Windows are typically around 10-20% from heat loss, but if there are large window surfaces that will be easily higher number, at old days people put small windows to houses as it was common to have only 2 glasses, now I have heat element windows that are small in size as those old windows, which makes heat loss from windows relatively small.


Now there are many better materials than sand for insulation, rockwool is one of the best, but at old ages peat has been used and straw is rather good too.

2 meters is not quite enough of sand, sand ground is frozen to 1.5 meters deep during winter and that is with nearly infinite land mass, at southern part of country much less of course, but to get it insulate, not loose heat one would need to have it enough thick that walls are not needed to heat by interior air.

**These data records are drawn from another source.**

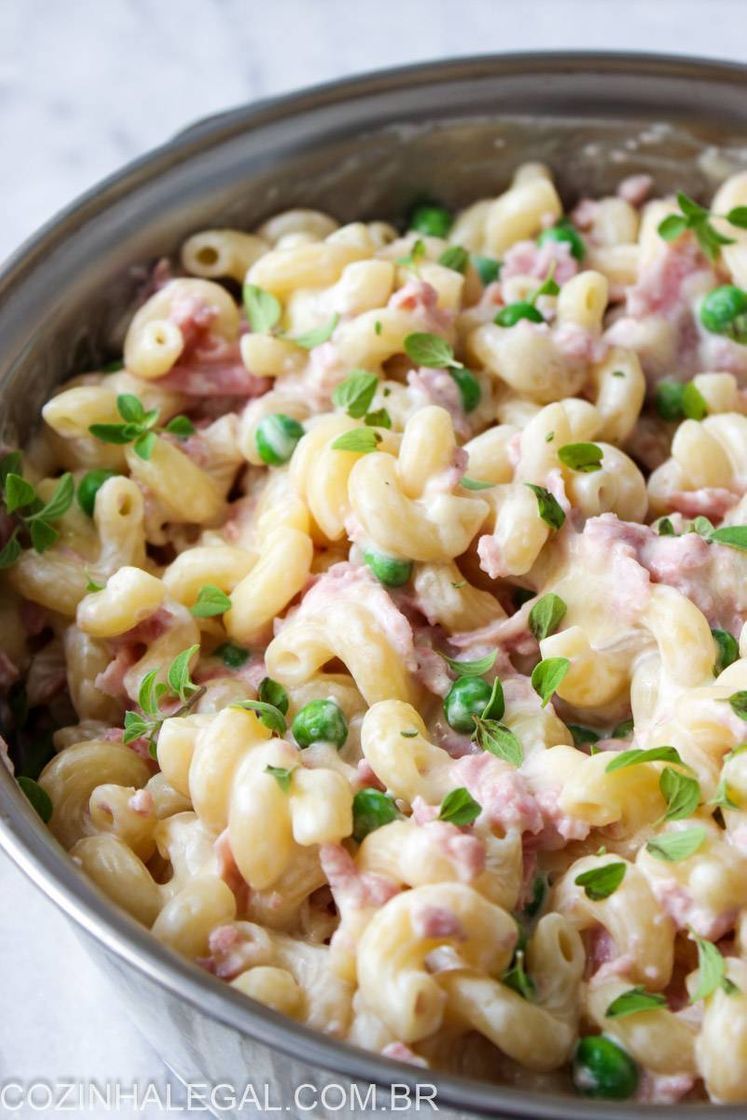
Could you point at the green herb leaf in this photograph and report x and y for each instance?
(371, 810)
(622, 730)
(455, 258)
(727, 650)
(430, 351)
(519, 980)
(548, 675)
(269, 715)
(59, 502)
(232, 655)
(738, 703)
(549, 509)
(601, 882)
(263, 309)
(178, 674)
(379, 419)
(281, 775)
(211, 602)
(38, 798)
(319, 335)
(738, 217)
(582, 457)
(472, 668)
(681, 792)
(180, 426)
(138, 727)
(672, 226)
(545, 615)
(633, 1001)
(355, 393)
(272, 692)
(19, 493)
(10, 552)
(459, 808)
(130, 408)
(722, 798)
(711, 970)
(475, 484)
(143, 445)
(498, 740)
(635, 756)
(734, 537)
(150, 693)
(358, 439)
(673, 847)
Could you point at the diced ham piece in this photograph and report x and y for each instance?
(687, 913)
(351, 887)
(500, 790)
(233, 949)
(528, 259)
(436, 922)
(421, 297)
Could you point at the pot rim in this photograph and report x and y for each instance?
(35, 850)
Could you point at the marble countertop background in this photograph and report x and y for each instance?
(86, 85)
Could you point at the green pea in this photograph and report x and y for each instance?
(604, 1069)
(721, 307)
(319, 721)
(467, 697)
(469, 390)
(431, 220)
(272, 692)
(565, 232)
(371, 810)
(90, 486)
(277, 437)
(510, 315)
(392, 571)
(487, 268)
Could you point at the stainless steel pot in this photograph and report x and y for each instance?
(362, 147)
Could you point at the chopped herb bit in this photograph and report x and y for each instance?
(548, 675)
(636, 756)
(319, 335)
(459, 808)
(600, 883)
(548, 506)
(282, 776)
(472, 668)
(430, 351)
(545, 615)
(582, 457)
(355, 393)
(263, 309)
(358, 439)
(673, 847)
(633, 1001)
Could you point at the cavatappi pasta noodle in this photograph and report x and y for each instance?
(379, 643)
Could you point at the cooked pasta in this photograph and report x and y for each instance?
(379, 642)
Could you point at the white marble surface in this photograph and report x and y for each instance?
(89, 84)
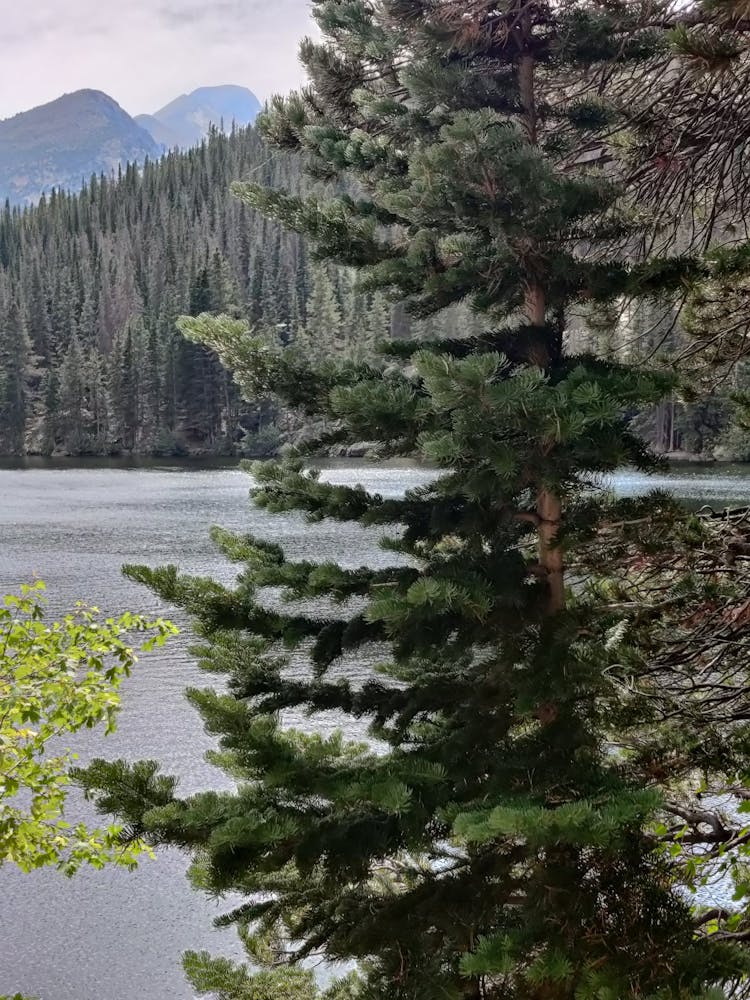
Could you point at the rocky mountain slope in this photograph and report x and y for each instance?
(62, 143)
(186, 120)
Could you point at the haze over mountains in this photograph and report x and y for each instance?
(186, 120)
(60, 144)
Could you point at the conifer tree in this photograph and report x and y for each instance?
(528, 822)
(15, 349)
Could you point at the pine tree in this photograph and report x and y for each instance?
(71, 396)
(529, 822)
(15, 349)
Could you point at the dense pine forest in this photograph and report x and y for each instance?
(91, 284)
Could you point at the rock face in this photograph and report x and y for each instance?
(186, 120)
(60, 144)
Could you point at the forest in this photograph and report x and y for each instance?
(91, 285)
(503, 753)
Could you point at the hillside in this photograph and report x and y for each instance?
(186, 120)
(91, 286)
(60, 144)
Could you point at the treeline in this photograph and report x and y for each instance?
(91, 285)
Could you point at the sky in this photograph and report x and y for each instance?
(144, 53)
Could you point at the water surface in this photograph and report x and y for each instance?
(116, 935)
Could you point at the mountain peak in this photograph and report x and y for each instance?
(60, 144)
(185, 121)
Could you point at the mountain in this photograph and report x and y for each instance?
(186, 120)
(62, 143)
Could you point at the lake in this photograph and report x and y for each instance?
(115, 935)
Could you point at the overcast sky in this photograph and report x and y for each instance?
(144, 53)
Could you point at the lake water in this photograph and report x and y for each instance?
(115, 935)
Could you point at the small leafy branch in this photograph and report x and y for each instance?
(56, 679)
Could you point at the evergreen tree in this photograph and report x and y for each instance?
(71, 396)
(528, 824)
(15, 349)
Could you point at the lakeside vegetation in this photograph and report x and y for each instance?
(558, 754)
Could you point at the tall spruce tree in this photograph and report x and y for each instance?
(523, 828)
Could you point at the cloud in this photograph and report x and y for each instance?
(144, 53)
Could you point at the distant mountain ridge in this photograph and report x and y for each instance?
(60, 144)
(185, 121)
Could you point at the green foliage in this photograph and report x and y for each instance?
(56, 679)
(561, 676)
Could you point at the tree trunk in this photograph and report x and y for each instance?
(548, 506)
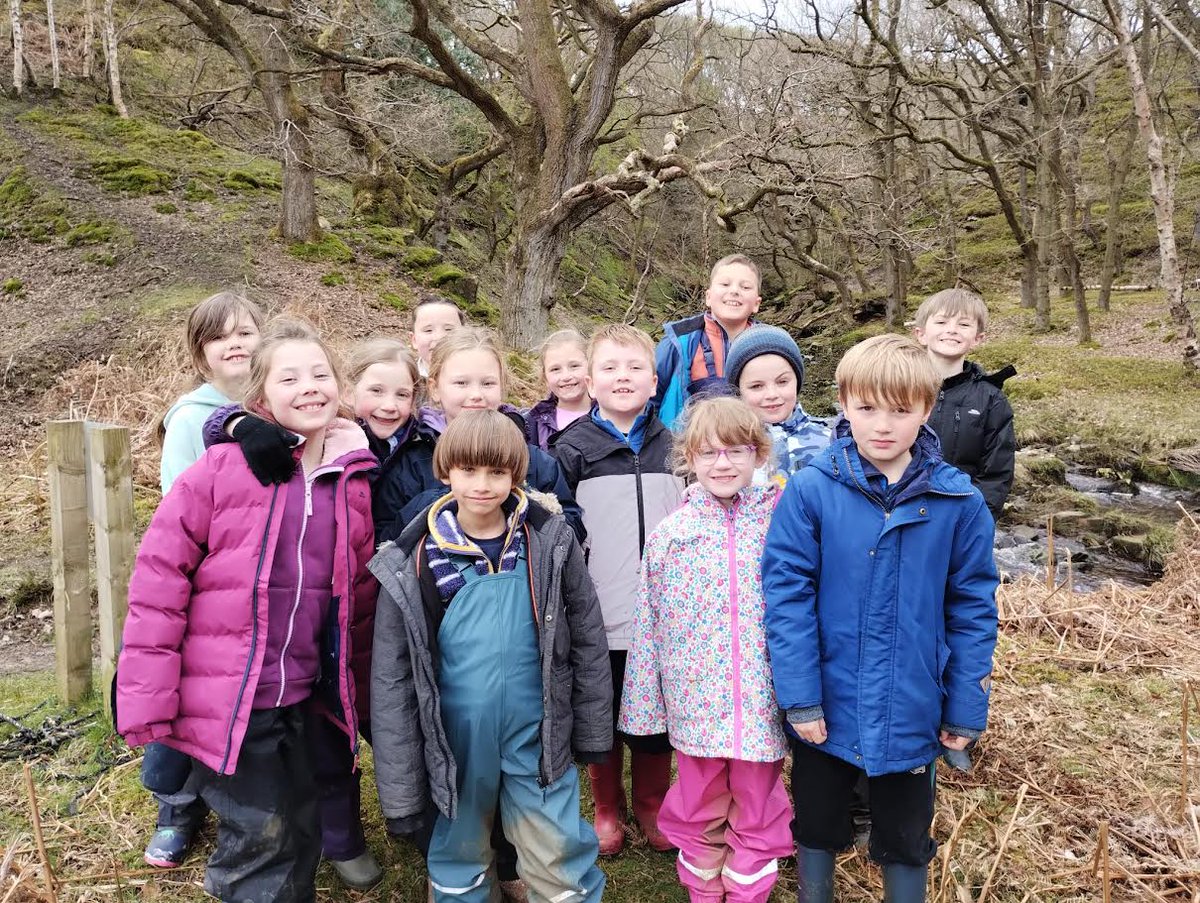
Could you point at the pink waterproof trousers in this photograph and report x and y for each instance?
(731, 821)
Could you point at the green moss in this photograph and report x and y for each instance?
(131, 175)
(328, 247)
(89, 233)
(420, 258)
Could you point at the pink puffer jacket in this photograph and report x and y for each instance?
(196, 632)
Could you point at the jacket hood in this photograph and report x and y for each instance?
(207, 396)
(942, 477)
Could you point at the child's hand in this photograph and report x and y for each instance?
(953, 741)
(268, 449)
(813, 731)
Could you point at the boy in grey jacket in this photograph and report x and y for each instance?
(490, 671)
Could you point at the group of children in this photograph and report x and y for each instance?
(667, 555)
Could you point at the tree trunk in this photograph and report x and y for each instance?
(18, 48)
(114, 70)
(531, 280)
(1162, 191)
(89, 37)
(55, 73)
(1119, 169)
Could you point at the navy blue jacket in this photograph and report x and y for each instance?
(881, 613)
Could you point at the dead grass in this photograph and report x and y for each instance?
(1086, 737)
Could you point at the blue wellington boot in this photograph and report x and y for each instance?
(815, 873)
(905, 884)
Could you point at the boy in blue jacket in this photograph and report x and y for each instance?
(881, 620)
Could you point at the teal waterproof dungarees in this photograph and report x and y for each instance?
(490, 683)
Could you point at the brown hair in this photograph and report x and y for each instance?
(726, 419)
(429, 300)
(951, 303)
(381, 350)
(888, 369)
(736, 258)
(207, 322)
(481, 438)
(624, 335)
(467, 339)
(280, 332)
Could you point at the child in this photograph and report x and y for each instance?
(564, 365)
(767, 369)
(467, 372)
(699, 664)
(690, 358)
(617, 462)
(432, 321)
(221, 334)
(972, 417)
(245, 605)
(881, 620)
(490, 671)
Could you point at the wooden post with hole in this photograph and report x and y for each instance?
(69, 549)
(111, 474)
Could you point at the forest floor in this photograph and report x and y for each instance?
(109, 232)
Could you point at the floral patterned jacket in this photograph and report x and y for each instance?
(697, 667)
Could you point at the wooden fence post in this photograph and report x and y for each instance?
(111, 474)
(69, 545)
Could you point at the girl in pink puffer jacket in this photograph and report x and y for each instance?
(247, 605)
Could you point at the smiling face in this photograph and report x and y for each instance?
(885, 432)
(300, 392)
(949, 336)
(227, 357)
(724, 471)
(383, 398)
(431, 323)
(622, 381)
(567, 372)
(469, 380)
(768, 384)
(732, 295)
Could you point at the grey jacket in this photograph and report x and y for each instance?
(413, 763)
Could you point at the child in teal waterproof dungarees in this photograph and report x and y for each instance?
(490, 671)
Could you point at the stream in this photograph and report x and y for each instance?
(1021, 549)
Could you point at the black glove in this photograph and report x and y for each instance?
(268, 449)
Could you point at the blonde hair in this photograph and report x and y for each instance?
(467, 339)
(726, 419)
(888, 369)
(951, 303)
(736, 258)
(207, 323)
(557, 340)
(381, 350)
(624, 335)
(481, 438)
(280, 332)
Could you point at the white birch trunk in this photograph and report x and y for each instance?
(89, 37)
(114, 72)
(18, 48)
(55, 75)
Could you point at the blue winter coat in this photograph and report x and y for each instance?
(881, 614)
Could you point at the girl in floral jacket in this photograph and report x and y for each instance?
(699, 668)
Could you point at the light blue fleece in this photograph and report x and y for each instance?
(184, 442)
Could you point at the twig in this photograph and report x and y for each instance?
(1003, 843)
(47, 872)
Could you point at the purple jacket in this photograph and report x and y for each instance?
(196, 634)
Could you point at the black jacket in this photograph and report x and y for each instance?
(975, 423)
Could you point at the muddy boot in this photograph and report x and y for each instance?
(609, 794)
(652, 778)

Rockwool is just something that probably can't be used well in earthship kind of design, humidity issues can be problematic.

I use 100mm at kitchen door which leads to warehouse that is not insulated. there is thick frost between door and insulation, humidity from inside air freezes to surface of door, there is +10C in kitchen during winter time, between door and insulation it can be as cold as -20C during coldest days and that is just 100mm insulation, putting 200mm to walls and 400mm to top (50% heat loss is from top) would almost remove need to heat housing.

Here many builds today passive heating houses, those are heated by waste heat from electronics, cooking and humans, very little if any heating is required, kind of similar to earthship, but still bit different, those seem to work rather well here:
Passive house - Wikipedia, the free encyclopedia

There is also link at beginning of that article to passive solar building design and in references earthship is also mentioned, so there are similarities, but I think that modern methods excel at situations where solar energy is limited as you can get away without any solar heat at all if needed. Ideas itself are very workable, but for me using sand as insulation/heating battery is bit problematic at extreme conditions.

At some point wooden outer layer needs to be replaced in my house at that time it will be easy to add enough insulation to outer walls to make house to be passive heated model as even now I'm reaching low energy model levels, but it will take some time, until then I'm rather happy to have 1/4 of total energy consumption compared to many newer houses.
I consume less than half of water compared to typical value, also I produce hardly any waste as I choose what I buy so that I don't need to put anything to waste bin and so on, not really eco minded, but just using common sense instead of running after desires.